EUGÉNIO DE ANDRADE
(Fundão, Portugal, 1923 - Porto, 2005)
Poeta
***
EM
LOUVOR DAS CRIANÇAS
Se há na terra um
reino que nos seja familiar e ao mesmo tempo estranho, fechado nos seus limites
e simultaneamente sem fronteiras, esse reino é o da infância. A esse país
inocente, donde se é expulso sempre demasiado cedo, apenas se regressa em
momentos privilegiados — a tais regressos se chama, às vezes, poesia. Essa
espécie de terra mítica é habitada por seres de uma tão grande formosura que os
anjos tiveram neles o seu modelo, e foi às crianças, como todos sabem pelos
evangelhos, que foi prometido o Paraíso.
A sedução das crianças provém, antes de mais, da sua proximidade com os animais
— a sua relação com o mundo não é a da utilidade, mas a do prazer. Elas não
conhecem ainda os dois grandes inimigos da alma, que são, como disse
Saint-Exupéry, o dinheiro e a vaidade. Estas frágeis criaturas, as únicas desde
a origem destinadas à imortalidade, são também as mais vulneráveis — elas têm o
peito aberto às maravilhas do mundo, mas estão sem defesa para a bestialidade
humana que, apesar de tanta tecnologia de ponta, não diminui nem se extingue.

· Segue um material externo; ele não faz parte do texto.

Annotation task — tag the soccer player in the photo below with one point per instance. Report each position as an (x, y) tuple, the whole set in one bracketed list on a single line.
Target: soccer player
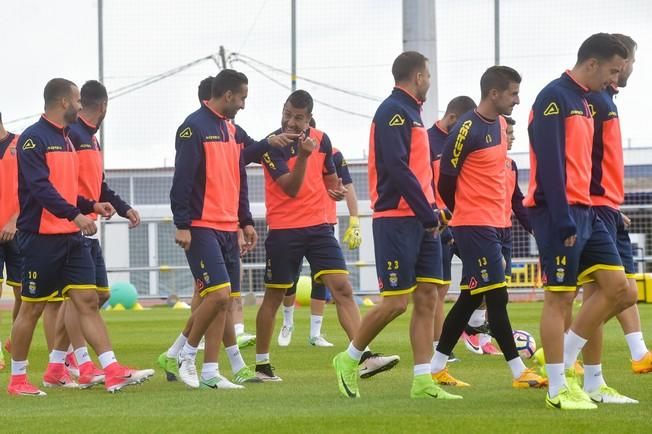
[(9, 253), (437, 135), (574, 245), (318, 294), (296, 178), (405, 225), (476, 335), (607, 194), (472, 185), (56, 257)]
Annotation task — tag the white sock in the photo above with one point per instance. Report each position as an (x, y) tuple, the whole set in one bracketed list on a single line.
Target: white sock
[(556, 378), (174, 350), (18, 367), (288, 316), (483, 338), (81, 354), (235, 358), (573, 344), (438, 362), (422, 369), (209, 370), (188, 350), (478, 317), (517, 366), (315, 325), (637, 347), (57, 357), (106, 359), (354, 353), (593, 378)]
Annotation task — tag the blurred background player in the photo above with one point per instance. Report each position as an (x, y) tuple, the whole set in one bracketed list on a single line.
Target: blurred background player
[(405, 228), (297, 181), (10, 257), (574, 244), (437, 135), (472, 185), (477, 336)]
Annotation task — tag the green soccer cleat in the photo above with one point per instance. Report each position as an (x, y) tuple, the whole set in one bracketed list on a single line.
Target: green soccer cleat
[(246, 375), (169, 365), (424, 387), (565, 400), (346, 370)]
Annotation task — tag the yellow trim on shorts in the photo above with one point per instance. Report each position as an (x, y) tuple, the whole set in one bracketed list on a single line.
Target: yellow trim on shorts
[(279, 285), (39, 299), (488, 288), (560, 288), (391, 293), (322, 272), (69, 287), (214, 288), (582, 278), (430, 280)]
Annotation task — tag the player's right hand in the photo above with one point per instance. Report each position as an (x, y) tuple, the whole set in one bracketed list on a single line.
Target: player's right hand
[(183, 238), (306, 146), (570, 241), (282, 140), (85, 225)]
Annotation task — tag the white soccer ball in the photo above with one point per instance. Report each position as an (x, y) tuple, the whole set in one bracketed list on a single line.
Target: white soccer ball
[(525, 343)]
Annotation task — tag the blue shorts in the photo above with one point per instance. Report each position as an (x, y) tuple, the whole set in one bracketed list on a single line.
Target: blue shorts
[(11, 259), (564, 268), (613, 221), (54, 264), (214, 259), (446, 255), (481, 251), (101, 278), (405, 255), (317, 292), (286, 248)]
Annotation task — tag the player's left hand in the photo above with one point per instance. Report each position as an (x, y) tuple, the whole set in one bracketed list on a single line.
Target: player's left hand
[(339, 193), (250, 238), (104, 209), (626, 221), (352, 236), (134, 218)]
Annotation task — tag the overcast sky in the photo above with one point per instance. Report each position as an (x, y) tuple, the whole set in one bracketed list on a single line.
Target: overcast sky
[(349, 44)]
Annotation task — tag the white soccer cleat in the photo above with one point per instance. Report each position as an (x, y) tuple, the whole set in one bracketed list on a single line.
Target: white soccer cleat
[(188, 370), (285, 337), (319, 341), (608, 395)]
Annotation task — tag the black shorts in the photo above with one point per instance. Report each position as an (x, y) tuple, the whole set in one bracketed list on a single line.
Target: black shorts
[(11, 259), (406, 254), (564, 268), (54, 264), (286, 248)]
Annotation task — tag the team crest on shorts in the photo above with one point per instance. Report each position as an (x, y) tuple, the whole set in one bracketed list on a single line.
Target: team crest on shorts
[(560, 275), (393, 280)]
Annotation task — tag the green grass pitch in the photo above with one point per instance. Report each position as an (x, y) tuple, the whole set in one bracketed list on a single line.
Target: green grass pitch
[(307, 401)]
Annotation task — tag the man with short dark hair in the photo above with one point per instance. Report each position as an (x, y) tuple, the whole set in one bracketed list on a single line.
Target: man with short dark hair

O sofrimento de uma criança é de uma ordem tão monstruosa que, frequentemente,
é usado como argumento para a negação da bondade divina. Não, não há salvação
para quem faça sofrer uma criança, que isto se grave indelevelmente nos vossos
espíritos. O simples facto de consentirmos que milhões e milhões de crianças
padeçam fome, e reguem com as suas lágrimas a terra onde terão ainda de lutar
um dia pela justiça e pela liberdade, prova bem que não somos filhos de Deus.